Since the end of 2003, strains of the D388 serotype (QX genotype) of infectious bronchitis virus (IBV) have caused considerable damage to the Dutch poultry industry. In order to better understand the pathogenesis of infection caused by this infectious bronchitis variant and to be able to support the poultry industry with substantiated advice to prevent or decrease the damage caused by the D388 strain, several vaccination and challenge experiments were performed in young specific pathogen free layers, young layers with maternally derived antibodies against the D388 strain and young commercial broiler breeders. The experiments confirmed the field observations that the D388 strain of the QX genotype is a very pathogenic strain that is able to cause cystic oviducts in a high percentage of birds, mortality due to nephritis and respiratory distress with complete tracheal ciliostasis and airsacculitis. Vaccination programmes using different combinations of heterologous live vaccines at day 0 or at days 0 and 14 induced a reasonable to high level of protection in the trachea, kidney, oviduct and air sacs against challenge with the D388 strain at 28 days of age. However, for very early protection, maternally-derived D388-neutralizing antibodies were shown to be very important. Titres of 9 to 10 log2 maternally-derived D388 virus-neutralizing antibodies, which provided partial protection against tracheal damage and a high protection against replication of D388 in the kidney after challenge at 6 or 10 days of age, could be achieved using a broad heterologous live priming and subsequent boosting using inactivated IBV vaccines containing two or three heterologous IBV antigens.

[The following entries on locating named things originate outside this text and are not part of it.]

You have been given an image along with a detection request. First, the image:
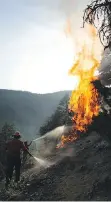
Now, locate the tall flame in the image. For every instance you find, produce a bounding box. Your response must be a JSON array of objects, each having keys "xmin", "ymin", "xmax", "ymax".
[{"xmin": 59, "ymin": 24, "xmax": 102, "ymax": 147}]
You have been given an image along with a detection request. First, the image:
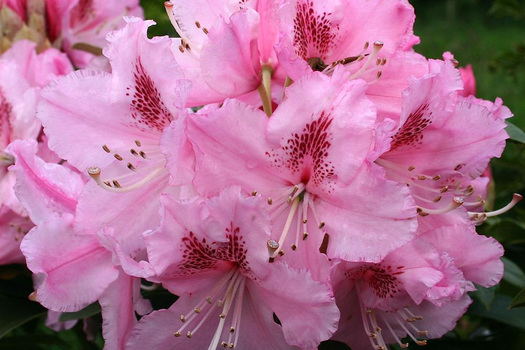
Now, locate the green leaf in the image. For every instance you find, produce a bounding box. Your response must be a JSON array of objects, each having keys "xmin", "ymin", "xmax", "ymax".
[
  {"xmin": 73, "ymin": 43, "xmax": 102, "ymax": 56},
  {"xmin": 501, "ymin": 257, "xmax": 525, "ymax": 288},
  {"xmin": 505, "ymin": 122, "xmax": 525, "ymax": 143},
  {"xmin": 474, "ymin": 285, "xmax": 497, "ymax": 310},
  {"xmin": 0, "ymin": 334, "xmax": 67, "ymax": 350},
  {"xmin": 0, "ymin": 295, "xmax": 47, "ymax": 338},
  {"xmin": 59, "ymin": 302, "xmax": 101, "ymax": 322},
  {"xmin": 509, "ymin": 289, "xmax": 525, "ymax": 309},
  {"xmin": 469, "ymin": 295, "xmax": 525, "ymax": 329}
]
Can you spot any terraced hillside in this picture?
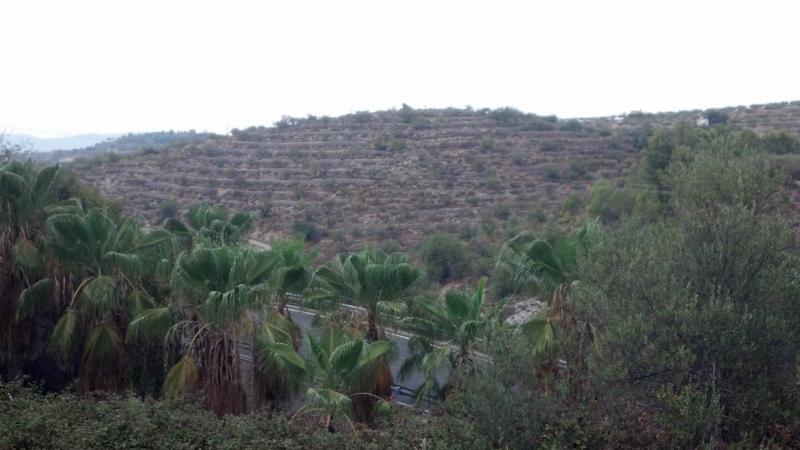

机译:自2003年底以来,传染性支气管炎病毒(IBV)的D388血清型(QX基因型)菌株对荷兰家禽业造成了相当大的破坏。为了更好地了解这种传染性支气管炎变体引起的感染的发病机制,并能够通过充分的建议来预防或减少D388菌株引起的损害,从而为家禽业提供支持,针对年轻的特定病原体进行了多次疫苗接种和攻毒实验自由层,带有抗D388品系的母源抗体的年轻层和年轻的商业肉鸡种鸡。实验证实了现场观察,QX基因型的D388菌株是一种致病性很强的菌株,能够在高比例的禽类中引起囊性输卵管,由于肾炎和呼吸窘迫而导致的死亡以及完全的气管切开和气管炎。在第0天或第0和14天使用不同组合的异源活疫苗进行的疫苗接种计划可在28天龄时对气管,肾脏,输卵管和气囊提供合理至高水平的保护,以抵抗D388菌株的攻击。然而,对于非常早期的保护,母源性D388中和抗体被证明非常重要。 9至10 log 2 母源D388病毒中和抗体的效价,在攻击6或10日龄后,对气管损伤提供部分保护,对肾脏中D388的复制提供高度保护。可以使用广泛的异源活启动和随后使用含有两种或三种异源IBV抗原的灭活IBV疫苗进行加强免疫来实现“免疫”。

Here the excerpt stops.